Any artist who doesn't want to join YouTube's new ad-free music service will be scrubbed from the site entirely, the company said on Tuesday. The service, which will show you ad-free songs for a small fee, has been in the works for a while, but some artists are not happy with the financial arrangements YouTube is proposing.

YouTube's head of content and business operations told the Financial Times that artists who aren't happy with the new rules, including Adele, the Arctic Monkeys and Jack White, will be blacklisted from YouTube in "a matter of days."

That's right, soon you won't be able to listen to Adele's "Someone Like You."



Or The Arctic Monkeys' "Do I Wanna Know?"



(The Arctic Monkeys, were one of the first bands to gain fame through the Internet, by the way.)

Google plans to begin testing ad-free YouTube among Google employees in the coming weeks.

The new streaming music service will help musicians make even more money off of YouTube, the company told The Huffington Post in a statement. However, YouTube hasn't publicly disclosed the terms of the deals surrounding the new service.

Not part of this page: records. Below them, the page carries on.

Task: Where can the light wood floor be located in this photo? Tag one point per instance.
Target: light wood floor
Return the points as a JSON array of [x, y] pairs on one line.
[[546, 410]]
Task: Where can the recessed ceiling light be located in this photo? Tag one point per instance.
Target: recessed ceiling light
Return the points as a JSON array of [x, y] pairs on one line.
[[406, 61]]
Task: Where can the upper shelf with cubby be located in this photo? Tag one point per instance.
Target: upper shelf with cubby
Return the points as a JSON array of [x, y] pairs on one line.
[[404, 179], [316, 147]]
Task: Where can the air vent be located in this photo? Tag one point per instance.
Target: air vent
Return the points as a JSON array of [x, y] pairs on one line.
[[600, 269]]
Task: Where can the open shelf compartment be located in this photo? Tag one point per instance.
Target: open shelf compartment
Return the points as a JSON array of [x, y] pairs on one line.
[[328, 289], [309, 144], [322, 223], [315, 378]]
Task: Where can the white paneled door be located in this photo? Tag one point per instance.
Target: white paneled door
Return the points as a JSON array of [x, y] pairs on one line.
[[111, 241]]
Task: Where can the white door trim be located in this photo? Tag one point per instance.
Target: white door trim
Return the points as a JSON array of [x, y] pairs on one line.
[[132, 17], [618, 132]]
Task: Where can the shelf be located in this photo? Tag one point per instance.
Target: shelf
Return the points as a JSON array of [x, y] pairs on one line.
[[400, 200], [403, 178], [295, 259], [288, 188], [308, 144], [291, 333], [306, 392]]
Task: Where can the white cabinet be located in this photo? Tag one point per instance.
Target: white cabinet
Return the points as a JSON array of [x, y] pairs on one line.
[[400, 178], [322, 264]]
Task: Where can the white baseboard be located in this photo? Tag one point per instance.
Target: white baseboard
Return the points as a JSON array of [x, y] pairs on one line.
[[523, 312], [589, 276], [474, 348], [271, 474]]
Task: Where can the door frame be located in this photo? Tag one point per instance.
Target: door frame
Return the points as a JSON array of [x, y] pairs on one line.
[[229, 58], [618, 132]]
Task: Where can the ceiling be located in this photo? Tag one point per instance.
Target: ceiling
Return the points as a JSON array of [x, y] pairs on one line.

The website is already the world's largest online streamer of music.

“Our goal is to continue making YouTube an amazing music experience, both as a global platform for fans and artists to connect, and as a revenue source for the music industry," a YouTube spokesperson told HuffPost. "We’re adding subscription-based features for music on YouTube with this in mind -- to bring our music partners new revenue streams in addition to the hundreds of millions of dollars YouTube already generates for them each year."

Of all the music labels that have previously signed deals with YouTube to share ad revenue, only 5 percent of have yet to sign up for the new service, a YouTube spokesperson told the Huffington Post.

All hope is not lost for Adele fans, however. Third-party video-hosting services that have agreed to new deals with YouTube will continue to be able to use the music of banned artists. Or at least, that's what a Vevo spokesperson told TechCrunch. This means that Adele, who works with Vevo, will still have a YouTube presence in some form:



Making matters even more confusing, different artists sign to different labels in different countries. And that means that a musician's work might soon be available in one country but not another, a YouTube spokesperson told HuffPost.

Just about every big tech company you can think of is driving into streaming music. Amazon launched its own service for Amazon Prime members just last week. Apple bought Beats Electronics in part for its Spotify-like streamer just last month.

And in a testament to how saturated this market is, Google already has a streaming music service out there with Google All Access.